What USB Mic Do Pro YouTubers Use?
Though for a long time, the Blue Yeti has been the king of the mountain when it comes to YouTuber mics, this is changing rapidly.
Of course, one of the best things about the Yeti is that there are many iterations of it. They offer…
- The regular Yeti
- The Yeti Pro
- The Yeti Studio, etc.
- And of course, the Blue Snowball
We also like the Blue Yeti. But with how many awesome USB options have hit the market as of late, the Yeti just doesn’t quite stand up to some of the heavier hitters.
For example, the HyperX Quadcast beats out the Yeti for vocals. We also feel like the Rode NT-USB beats the Yeti out on overall quality and value.
The one most YouTube creators are switching to is the Rode NT-USB, for its fantastic audio quality, included pop filter, and attractive design.
What Other Equipment Do I Need To Record?
If you’re recording vocals, it’s important that you have a pop filter in front of the microphone to reduce plosives and mouth noises.
Many of the mics mentioned here even come with one! The same goes with a shock mount, which is super important for reducing mechanical noise and isolating the microphone.
You’ll also want to have some form of DAW (digital audio workstation) to record into. Audacity, Reaper, and GarageBand are all fantastic free options, depending on whether you’re using a Mac or PC.
Lastly, you’ll want to have a solid set of headphones so you can hear yourself back or hear your track if you’re recording vocals.
It’s clear to see then that there is no shortage of options when it comes to purchasing a solid USB microphone.

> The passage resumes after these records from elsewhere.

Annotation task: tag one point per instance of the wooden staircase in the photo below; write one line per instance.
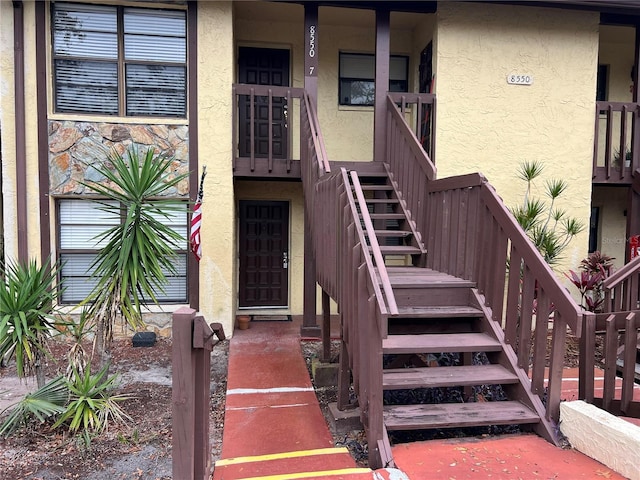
(423, 266)
(440, 314)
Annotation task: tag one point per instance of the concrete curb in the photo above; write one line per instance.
(602, 436)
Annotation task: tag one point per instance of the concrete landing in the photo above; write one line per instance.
(274, 429)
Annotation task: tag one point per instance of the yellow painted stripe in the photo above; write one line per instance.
(323, 474)
(278, 456)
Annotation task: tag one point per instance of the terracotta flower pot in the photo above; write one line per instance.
(243, 322)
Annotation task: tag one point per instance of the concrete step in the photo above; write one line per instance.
(457, 415)
(439, 343)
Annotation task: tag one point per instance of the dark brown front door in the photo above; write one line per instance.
(263, 66)
(264, 253)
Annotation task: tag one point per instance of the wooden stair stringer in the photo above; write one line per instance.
(544, 428)
(417, 237)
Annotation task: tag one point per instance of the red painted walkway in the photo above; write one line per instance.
(274, 429)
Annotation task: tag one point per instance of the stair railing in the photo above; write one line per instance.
(621, 288)
(472, 235)
(364, 306)
(614, 157)
(409, 164)
(619, 326)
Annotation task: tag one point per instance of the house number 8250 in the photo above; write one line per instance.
(519, 79)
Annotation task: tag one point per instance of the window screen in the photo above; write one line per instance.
(357, 74)
(79, 223)
(95, 46)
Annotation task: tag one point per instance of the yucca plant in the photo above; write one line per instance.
(27, 299)
(131, 267)
(46, 402)
(92, 402)
(549, 228)
(77, 357)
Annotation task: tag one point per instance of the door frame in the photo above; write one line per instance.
(242, 117)
(286, 245)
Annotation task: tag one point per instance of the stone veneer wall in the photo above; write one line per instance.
(75, 146)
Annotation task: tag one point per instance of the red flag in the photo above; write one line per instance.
(196, 220)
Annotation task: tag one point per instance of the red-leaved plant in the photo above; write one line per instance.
(594, 269)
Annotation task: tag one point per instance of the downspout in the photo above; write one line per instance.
(43, 132)
(20, 125)
(633, 202)
(381, 84)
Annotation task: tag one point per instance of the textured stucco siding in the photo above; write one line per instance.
(8, 124)
(348, 130)
(486, 125)
(612, 239)
(215, 77)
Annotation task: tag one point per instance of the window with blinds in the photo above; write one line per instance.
(79, 223)
(357, 73)
(119, 60)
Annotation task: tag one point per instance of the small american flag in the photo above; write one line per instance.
(196, 219)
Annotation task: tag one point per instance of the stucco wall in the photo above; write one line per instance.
(486, 125)
(7, 123)
(612, 202)
(348, 130)
(217, 267)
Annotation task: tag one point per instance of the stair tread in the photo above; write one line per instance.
(448, 415)
(438, 311)
(386, 216)
(393, 233)
(382, 200)
(403, 277)
(442, 342)
(430, 377)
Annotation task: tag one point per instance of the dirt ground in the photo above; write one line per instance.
(141, 450)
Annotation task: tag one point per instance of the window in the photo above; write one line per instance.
(357, 73)
(79, 222)
(119, 60)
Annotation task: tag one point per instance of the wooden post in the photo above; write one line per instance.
(382, 85)
(190, 396)
(310, 326)
(182, 395)
(326, 328)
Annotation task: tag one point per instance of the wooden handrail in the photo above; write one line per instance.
(547, 280)
(323, 159)
(461, 181)
(622, 274)
(419, 155)
(390, 305)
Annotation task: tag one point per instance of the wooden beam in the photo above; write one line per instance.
(381, 84)
(311, 51)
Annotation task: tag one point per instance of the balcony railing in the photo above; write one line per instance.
(266, 136)
(616, 153)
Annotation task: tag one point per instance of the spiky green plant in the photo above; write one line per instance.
(27, 299)
(130, 267)
(44, 403)
(93, 402)
(77, 357)
(549, 227)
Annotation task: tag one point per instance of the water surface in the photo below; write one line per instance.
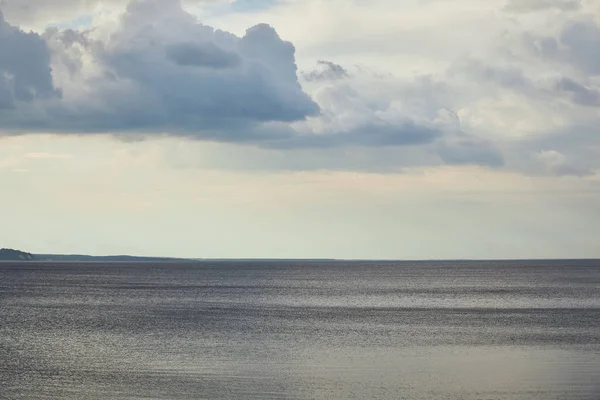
(300, 330)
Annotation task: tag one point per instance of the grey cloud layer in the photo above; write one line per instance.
(160, 70)
(25, 66)
(163, 72)
(539, 5)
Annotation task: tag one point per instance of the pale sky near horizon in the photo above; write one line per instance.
(385, 129)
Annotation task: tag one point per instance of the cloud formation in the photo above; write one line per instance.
(24, 66)
(160, 70)
(525, 6)
(503, 100)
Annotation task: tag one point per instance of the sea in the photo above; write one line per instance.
(300, 330)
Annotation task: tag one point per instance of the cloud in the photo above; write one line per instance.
(25, 72)
(576, 45)
(525, 6)
(161, 70)
(328, 71)
(555, 162)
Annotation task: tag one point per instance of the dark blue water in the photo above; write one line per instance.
(301, 330)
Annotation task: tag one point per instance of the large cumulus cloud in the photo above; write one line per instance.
(25, 73)
(160, 70)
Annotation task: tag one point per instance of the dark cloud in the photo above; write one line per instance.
(327, 71)
(577, 44)
(525, 6)
(160, 71)
(25, 73)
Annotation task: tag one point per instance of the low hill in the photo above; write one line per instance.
(15, 255)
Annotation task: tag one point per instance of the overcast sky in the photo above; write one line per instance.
(387, 129)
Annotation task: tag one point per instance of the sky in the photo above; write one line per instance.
(356, 129)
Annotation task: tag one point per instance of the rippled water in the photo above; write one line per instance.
(301, 330)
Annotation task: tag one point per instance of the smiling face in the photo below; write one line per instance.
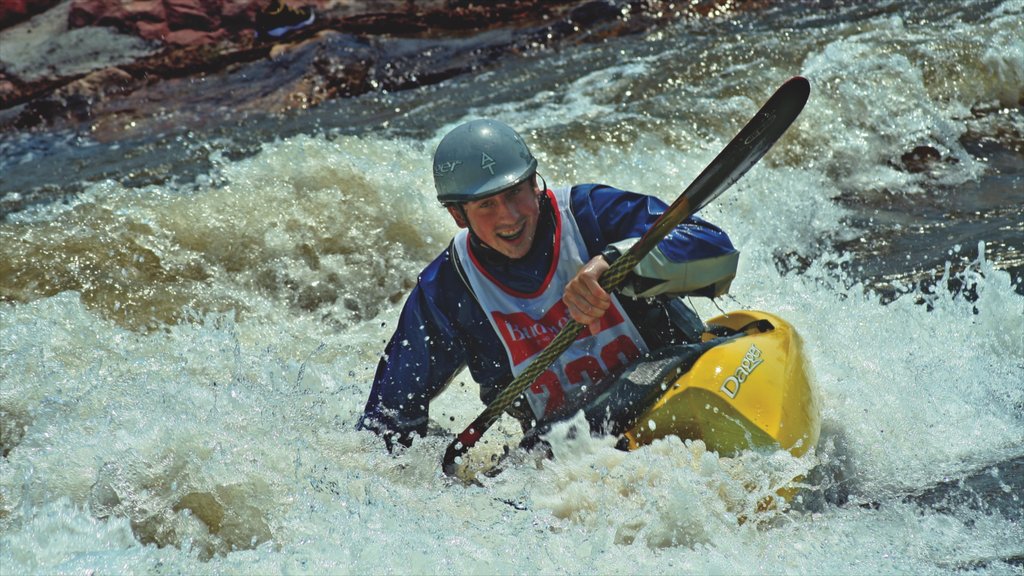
(505, 221)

Which one is the best one for you though?
A quick Google search will obviously yield results like the Blue Yeti, the Yeti Pro, and the Yeti Studio. And while these are great mics, we just feel that the Yeti is outdone by some of the other options.
In most cases, either the Rode NT-USB or the HyperX QuadCast are going to serve you well.
In fact, any one of the mics on this list will do a brilliant job of recording high-quality audio that greatly improves your music production or content creation, especially if you’re currently relying on the microphone that’s built into your laptop.
Whichever USB mic you go for, make sure you’re properly set up for the job with a decent shock mount, pop filter, and stand, and you’ll be set!